I saw your 2008 directorial debut, The Poker House, and people don’t really give you enough credit for “discovering” Jennifer Lawrence, since that was her first film credit. No shit! You can quote me on that. No shit. I cast her in her first film. Look, she deserves one hundred percent of her success, period. In addition to that, I think I passed along 25 years of experience of being an actress to her. But she’s amazing and the camera loves her, and that’s why I cast her. It’s like when I first saw Leo DiCaprio in This Boy’s Life. We were editing A League of Their Own and De Niro and them were editing This Boy’s Life next door. Me and Penny [Marshall] were inseparable because I wanted to absorb everything she was doing, so I’d go to post-production with her. So De Niro comes in and goes, “You’ve got to see this kid.” So we went into the room and saw some unedited scenes with DiCaprio and both went, “There’s another movie star.” That’s what happened with Jennifer. And Chloe Moretz is in The Poker House, too! She’s going to be around forever and ever. I wrote her half-page monologues, and she’d just knock them out of the park. It was a small budget, under $1.5 million, and she was doing like eight pages a day. I went up to her mom and said, “What do we do after lunch? I don’t want her to crash!” and she went, “Oh no, she’s fine. This is what she does.” She’s remarkable, that kid.

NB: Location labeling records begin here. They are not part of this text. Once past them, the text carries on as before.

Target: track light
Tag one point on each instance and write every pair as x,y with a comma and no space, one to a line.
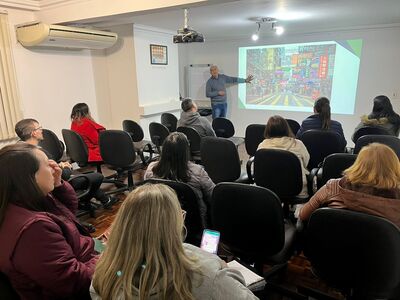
256,35
277,29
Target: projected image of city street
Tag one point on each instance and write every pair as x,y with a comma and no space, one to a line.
294,75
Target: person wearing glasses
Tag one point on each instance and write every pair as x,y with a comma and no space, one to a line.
30,131
146,258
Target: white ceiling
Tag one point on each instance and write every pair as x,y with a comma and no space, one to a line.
231,20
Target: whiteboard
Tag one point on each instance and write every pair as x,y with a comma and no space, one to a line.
197,76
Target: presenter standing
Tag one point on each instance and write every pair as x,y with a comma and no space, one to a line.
216,90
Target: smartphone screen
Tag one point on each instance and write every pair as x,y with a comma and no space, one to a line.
210,240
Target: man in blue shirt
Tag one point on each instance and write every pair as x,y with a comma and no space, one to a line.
215,89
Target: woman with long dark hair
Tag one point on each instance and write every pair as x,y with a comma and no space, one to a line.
174,164
45,253
87,128
321,119
371,185
382,116
278,135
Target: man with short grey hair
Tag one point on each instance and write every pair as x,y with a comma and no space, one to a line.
191,118
216,90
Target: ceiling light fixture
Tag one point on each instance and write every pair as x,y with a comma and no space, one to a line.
256,35
277,29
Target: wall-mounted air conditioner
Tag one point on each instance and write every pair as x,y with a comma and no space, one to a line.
44,35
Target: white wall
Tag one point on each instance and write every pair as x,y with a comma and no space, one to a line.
378,71
51,81
157,85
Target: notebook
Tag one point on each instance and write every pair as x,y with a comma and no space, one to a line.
253,281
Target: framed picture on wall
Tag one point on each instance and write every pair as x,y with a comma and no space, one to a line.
158,55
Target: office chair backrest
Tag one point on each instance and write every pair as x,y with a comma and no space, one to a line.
170,121
116,148
52,145
220,159
134,130
190,203
6,289
389,140
294,125
158,133
223,127
76,147
369,130
193,137
249,218
352,250
279,171
334,165
253,137
321,143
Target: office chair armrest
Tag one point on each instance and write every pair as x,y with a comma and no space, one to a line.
349,150
87,189
248,169
312,181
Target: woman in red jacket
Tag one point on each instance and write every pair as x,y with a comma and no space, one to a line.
45,253
88,129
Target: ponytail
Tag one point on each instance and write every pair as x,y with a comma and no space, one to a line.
323,109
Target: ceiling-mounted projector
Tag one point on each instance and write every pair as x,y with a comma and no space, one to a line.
188,35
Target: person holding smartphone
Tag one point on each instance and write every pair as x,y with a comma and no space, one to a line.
146,258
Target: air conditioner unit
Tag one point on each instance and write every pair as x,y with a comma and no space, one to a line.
44,35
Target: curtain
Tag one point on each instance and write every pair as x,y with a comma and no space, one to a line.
10,111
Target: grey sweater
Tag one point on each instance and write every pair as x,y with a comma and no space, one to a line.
216,282
199,123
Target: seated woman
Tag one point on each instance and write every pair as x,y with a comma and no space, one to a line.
174,165
45,253
371,185
382,116
321,119
146,259
88,129
278,135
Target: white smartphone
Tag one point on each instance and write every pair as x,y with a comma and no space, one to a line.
210,240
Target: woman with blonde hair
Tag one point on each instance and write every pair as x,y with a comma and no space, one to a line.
146,259
371,185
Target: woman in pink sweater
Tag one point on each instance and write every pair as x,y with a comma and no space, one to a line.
45,253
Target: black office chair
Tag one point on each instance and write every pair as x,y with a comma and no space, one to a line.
224,128
6,289
389,140
190,203
142,146
252,226
253,137
118,151
333,167
321,143
280,171
158,134
220,159
77,149
354,252
194,141
368,130
52,145
170,121
294,125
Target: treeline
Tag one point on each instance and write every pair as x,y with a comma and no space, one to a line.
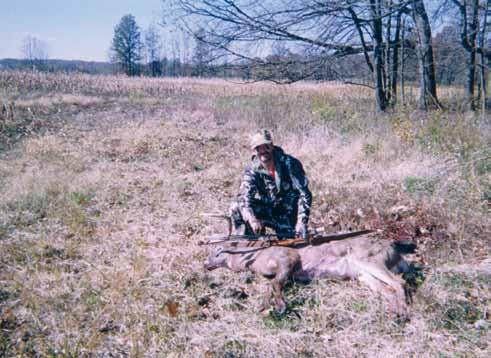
449,58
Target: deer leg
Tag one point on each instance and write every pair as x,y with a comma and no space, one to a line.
386,284
279,300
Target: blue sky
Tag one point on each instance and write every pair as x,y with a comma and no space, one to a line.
72,29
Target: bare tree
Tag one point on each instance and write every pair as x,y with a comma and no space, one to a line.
317,32
127,46
34,51
153,47
427,87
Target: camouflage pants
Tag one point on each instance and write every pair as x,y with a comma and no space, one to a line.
282,219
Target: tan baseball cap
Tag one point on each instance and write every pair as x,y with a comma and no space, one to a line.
260,138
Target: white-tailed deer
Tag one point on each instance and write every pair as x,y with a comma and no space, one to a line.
371,260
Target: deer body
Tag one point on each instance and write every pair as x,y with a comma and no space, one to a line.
366,258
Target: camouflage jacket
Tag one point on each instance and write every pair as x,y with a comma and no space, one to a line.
288,186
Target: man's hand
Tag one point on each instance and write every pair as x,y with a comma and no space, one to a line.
256,225
302,231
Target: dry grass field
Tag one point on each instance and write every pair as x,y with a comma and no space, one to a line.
103,181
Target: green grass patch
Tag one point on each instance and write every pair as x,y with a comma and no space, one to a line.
419,186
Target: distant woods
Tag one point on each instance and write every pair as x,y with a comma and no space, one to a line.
376,43
386,45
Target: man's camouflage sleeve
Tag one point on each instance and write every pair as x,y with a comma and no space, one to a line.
300,183
247,191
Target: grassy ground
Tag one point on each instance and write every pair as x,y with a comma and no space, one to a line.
103,180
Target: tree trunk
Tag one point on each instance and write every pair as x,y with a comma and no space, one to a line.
380,94
470,82
395,59
483,87
427,89
403,38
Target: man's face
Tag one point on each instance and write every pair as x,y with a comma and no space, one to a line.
265,153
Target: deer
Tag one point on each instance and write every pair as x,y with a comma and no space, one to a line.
369,259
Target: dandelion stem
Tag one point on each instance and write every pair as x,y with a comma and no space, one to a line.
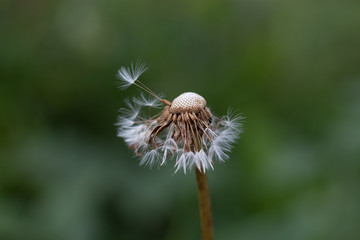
207,232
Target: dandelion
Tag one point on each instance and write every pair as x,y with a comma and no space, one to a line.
184,131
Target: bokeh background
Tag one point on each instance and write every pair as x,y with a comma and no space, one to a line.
290,67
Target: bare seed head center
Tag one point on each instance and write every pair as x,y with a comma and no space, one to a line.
188,102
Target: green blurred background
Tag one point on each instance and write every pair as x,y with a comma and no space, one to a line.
290,67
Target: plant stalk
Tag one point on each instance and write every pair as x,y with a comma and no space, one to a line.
207,232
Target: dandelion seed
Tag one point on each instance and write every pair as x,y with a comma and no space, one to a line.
184,130
128,76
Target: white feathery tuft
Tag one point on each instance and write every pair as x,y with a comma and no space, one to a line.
129,75
227,134
147,101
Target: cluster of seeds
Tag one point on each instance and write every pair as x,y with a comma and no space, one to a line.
184,129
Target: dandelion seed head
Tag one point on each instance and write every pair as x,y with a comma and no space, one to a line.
185,131
188,102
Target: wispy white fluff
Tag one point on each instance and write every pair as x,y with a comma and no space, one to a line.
128,75
147,101
226,135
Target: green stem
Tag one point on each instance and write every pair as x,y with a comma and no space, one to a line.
207,232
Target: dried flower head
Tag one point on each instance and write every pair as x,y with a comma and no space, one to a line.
185,129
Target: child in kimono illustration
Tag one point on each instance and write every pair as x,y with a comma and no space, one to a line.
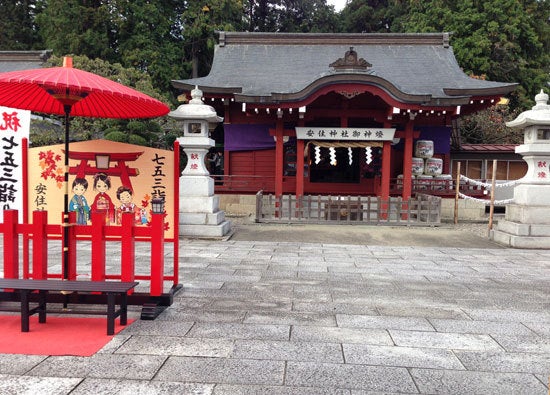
78,202
102,202
125,196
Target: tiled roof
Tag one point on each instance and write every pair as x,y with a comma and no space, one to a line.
488,147
22,60
270,67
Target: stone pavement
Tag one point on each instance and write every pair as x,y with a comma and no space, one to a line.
291,317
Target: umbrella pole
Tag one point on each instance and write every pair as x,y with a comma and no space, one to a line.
66,198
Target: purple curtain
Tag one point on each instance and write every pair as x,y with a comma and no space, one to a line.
248,137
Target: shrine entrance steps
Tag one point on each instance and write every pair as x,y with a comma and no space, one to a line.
422,209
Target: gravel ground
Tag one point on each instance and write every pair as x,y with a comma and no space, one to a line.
462,235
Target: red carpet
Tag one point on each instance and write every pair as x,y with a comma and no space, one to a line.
58,336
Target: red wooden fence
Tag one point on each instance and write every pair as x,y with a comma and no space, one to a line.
39,232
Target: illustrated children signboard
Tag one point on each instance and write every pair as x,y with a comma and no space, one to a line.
14,126
104,176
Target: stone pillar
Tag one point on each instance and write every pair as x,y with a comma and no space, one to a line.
199,214
527,220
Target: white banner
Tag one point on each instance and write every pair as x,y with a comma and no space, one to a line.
355,134
14,126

Where did you find Jennifer? I’ve lived in Venice since Point Break in ’91, and Mary Vernieu lives in Venice, so she cast The Poker House as a favor to me, and she’s brilliant and casts every good movie. So, I’m in Chicago and we’d already cast Selma Blair as the mom, and Selma is five feet tall and weights 90 pounds. Mary sends me these tapes of these girls and goes, “This girl Jennifer Lawrence is a star. You have to watch this tape.” But it said she was 5’9” on her resume, and I said, “I can’t fit them both in the frame! How am I supposed to have the mom be 5’ and the daughter be 5’9”?” But she said, “Just watch the tape.” So I watched the tape and was like, “Okay, great, that’s another movie star.” When I flew back to L.A., I put Jennifer, Chloe, and Sophi [Bairley], who plays the middle daughter, read together, and afterwards I said, “Do you want to be in a movie?” And they said, “Of course, that’s why we’re here.” And I said, “No, do you want to be in this movie?” And they said, “Yes, of course we do, that’s why we’re here.” And I said, “No, I’m offering you the part, do you want to be in this movie?” And they started jumping up and down and screaming. I did that because I hated auditioning for a part and then waiting five days for your agent to tell you that you got it.
And Jennifer Lawrence’s father pops up in the film, too, as the basketball coach. I forgot about that! He’s the basketball coach, yes. He was just hanging around. It was super low-budget and I had no producers looking over my shoulder. Steve Cannell, god rest his soul, just wrote a check and it was handled through his production company, so we were just humpin’ and making a movie. So I don’t know whose idea it was.